After loggin I suggest heading to Settings > Overview to review Security & setup warnings. I also suggest configuring some firewall rules before open the NextCloud to the public internet:
apt install ufw -y
sudo ufw default deny incoming
sudo ufw default allow outgoing
sudo ufw allow 22
sudo ufw allow 80
sudo ufw allow 443
sudo ufw enable
The above configuration restrict access other than SSH, HTTP, HTTPS connecting into your server.
DDNS and Port Forwarding
The reason to use DDNS is that often our home internet use dynamic IP. We need to use a service to map a domain to that dynamic IP so that we can always connect to our home network. Using a MikroTik this is a matter of single command:
ip cloud set ddns-enabled=yes
ip cloud print
Which will provide a unique domain name for you that is always mapped to the WAN IP. If you have a personal domain, you can add a CNAME record to point your domain toward this unique domain name.

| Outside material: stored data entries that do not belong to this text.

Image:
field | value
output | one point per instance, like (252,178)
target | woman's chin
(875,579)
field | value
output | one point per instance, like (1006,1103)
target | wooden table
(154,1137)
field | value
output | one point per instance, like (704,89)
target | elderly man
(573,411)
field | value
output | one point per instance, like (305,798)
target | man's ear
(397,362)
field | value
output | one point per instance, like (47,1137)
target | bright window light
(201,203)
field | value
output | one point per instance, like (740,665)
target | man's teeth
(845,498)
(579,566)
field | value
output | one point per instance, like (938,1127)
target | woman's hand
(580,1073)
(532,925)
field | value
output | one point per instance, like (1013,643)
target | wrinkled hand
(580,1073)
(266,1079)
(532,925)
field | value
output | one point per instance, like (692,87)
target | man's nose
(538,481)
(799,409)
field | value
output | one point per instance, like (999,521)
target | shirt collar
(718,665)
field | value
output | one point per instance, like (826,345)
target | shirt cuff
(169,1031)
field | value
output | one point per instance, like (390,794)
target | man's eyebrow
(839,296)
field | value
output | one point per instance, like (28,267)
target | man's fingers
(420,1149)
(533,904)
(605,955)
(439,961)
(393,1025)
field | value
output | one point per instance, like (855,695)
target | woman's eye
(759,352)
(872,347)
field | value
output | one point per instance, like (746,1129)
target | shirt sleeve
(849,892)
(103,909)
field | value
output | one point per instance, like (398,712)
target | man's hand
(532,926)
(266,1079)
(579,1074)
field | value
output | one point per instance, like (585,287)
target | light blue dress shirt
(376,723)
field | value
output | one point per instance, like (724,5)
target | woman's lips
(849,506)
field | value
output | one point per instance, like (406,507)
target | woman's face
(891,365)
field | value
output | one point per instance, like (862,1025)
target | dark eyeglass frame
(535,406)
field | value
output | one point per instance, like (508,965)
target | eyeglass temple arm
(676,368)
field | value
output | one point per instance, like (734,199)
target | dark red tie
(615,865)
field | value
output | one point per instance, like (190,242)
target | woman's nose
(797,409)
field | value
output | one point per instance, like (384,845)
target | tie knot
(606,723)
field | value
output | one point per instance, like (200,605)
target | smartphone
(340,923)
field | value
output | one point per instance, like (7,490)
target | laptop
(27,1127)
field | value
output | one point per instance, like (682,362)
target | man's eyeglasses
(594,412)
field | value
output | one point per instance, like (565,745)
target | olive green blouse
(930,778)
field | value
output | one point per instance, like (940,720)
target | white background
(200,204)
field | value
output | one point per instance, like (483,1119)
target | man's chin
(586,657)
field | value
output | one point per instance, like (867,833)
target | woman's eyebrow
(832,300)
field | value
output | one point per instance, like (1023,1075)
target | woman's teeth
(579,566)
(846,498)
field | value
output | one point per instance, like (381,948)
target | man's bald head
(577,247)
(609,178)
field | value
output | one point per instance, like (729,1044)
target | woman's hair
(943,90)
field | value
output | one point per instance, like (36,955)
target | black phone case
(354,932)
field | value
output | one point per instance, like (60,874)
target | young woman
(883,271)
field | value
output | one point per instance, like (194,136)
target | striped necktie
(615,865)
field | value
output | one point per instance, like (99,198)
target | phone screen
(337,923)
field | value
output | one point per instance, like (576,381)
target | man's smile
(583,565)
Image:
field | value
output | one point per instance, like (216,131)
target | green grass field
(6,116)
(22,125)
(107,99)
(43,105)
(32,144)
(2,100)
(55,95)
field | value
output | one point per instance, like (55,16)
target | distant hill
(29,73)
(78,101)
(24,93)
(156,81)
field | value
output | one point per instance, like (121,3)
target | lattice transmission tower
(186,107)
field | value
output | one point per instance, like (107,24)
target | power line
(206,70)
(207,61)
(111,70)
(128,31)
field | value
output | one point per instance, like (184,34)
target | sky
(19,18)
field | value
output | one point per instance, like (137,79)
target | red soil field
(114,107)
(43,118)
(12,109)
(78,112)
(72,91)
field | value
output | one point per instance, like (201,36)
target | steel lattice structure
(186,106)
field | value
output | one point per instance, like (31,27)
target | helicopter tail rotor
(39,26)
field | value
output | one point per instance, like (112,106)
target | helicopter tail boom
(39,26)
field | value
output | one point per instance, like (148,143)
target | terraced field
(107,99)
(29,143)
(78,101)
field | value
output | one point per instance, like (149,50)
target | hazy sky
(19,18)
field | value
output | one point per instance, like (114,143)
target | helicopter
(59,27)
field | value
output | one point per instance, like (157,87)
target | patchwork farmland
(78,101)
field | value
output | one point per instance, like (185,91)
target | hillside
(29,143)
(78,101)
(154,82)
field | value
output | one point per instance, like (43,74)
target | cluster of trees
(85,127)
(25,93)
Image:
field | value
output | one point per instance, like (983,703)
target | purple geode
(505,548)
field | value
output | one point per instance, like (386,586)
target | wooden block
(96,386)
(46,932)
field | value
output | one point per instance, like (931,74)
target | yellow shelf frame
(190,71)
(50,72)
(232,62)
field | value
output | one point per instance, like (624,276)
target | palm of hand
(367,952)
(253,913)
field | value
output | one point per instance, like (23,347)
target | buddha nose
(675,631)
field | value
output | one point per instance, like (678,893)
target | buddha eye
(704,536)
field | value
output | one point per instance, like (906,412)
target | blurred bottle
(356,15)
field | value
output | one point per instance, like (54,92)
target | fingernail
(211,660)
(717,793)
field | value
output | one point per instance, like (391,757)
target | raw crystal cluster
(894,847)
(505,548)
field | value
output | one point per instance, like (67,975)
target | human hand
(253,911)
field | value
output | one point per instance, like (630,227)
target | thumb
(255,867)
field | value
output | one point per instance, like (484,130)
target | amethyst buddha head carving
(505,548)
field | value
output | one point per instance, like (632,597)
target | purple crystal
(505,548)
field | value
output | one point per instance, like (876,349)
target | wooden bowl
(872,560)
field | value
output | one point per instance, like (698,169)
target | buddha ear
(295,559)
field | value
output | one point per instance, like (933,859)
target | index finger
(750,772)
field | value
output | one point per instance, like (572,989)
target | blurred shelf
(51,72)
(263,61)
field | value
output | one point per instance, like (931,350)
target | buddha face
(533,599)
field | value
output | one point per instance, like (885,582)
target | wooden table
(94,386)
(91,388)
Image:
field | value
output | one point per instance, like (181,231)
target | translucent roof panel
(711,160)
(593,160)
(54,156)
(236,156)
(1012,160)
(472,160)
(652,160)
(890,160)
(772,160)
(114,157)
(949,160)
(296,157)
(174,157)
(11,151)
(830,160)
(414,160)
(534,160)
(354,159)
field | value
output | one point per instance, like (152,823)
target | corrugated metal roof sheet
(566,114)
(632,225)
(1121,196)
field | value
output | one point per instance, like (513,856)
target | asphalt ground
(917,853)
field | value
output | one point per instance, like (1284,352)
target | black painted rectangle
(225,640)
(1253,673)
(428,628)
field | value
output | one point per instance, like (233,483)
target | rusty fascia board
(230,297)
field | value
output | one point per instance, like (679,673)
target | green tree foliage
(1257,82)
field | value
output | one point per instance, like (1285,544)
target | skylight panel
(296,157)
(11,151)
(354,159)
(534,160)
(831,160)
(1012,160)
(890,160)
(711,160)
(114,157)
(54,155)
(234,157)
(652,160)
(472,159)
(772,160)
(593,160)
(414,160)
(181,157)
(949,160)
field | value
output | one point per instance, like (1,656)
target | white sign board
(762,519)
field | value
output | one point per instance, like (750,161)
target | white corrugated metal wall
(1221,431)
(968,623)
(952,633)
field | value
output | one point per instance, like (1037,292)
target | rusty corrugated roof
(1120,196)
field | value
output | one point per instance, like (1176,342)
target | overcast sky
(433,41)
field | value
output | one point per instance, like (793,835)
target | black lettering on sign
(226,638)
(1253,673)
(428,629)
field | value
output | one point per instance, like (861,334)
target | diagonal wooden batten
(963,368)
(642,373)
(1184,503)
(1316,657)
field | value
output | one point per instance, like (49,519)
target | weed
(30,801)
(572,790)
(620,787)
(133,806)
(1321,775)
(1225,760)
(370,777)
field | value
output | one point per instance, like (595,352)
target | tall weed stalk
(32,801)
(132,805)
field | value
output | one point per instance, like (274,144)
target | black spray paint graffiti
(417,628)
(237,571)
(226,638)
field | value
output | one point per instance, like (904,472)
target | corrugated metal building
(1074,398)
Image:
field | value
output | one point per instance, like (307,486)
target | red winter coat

Most router vendors nowadays provide this service, but if your router do not, then you may consider using a third-party service such as no-ip.
Next, if you would like to access Nextcloud from the internet you need to forward the request to your server, on MikroTik router it’s a single command:
/ip firewall nat add chain=dstnat in-interface-list=WAN dst-port=443 action=dst-nat protocol=tcp to-address=(my-server-ip) to-port=443
The exact configuration for other routers would vary, but the idea is the same:
- DSTNAT or Port Forwarding
- Incoming port: WAN port
- Desination port: 443
- Forwarding IP address: Your server’s IP
- Forwarding port: 443(HTTPS)
I didn’t set a source address because our public IP may change from time to time if our ISP only provide dynamic IP.
This is it for this guide on how to set up a home server for Nextcloud. This is quite fun. I’ve been learning Docker recently so perhaps to take a step further I can create a docker file for the installation process as a fun little project!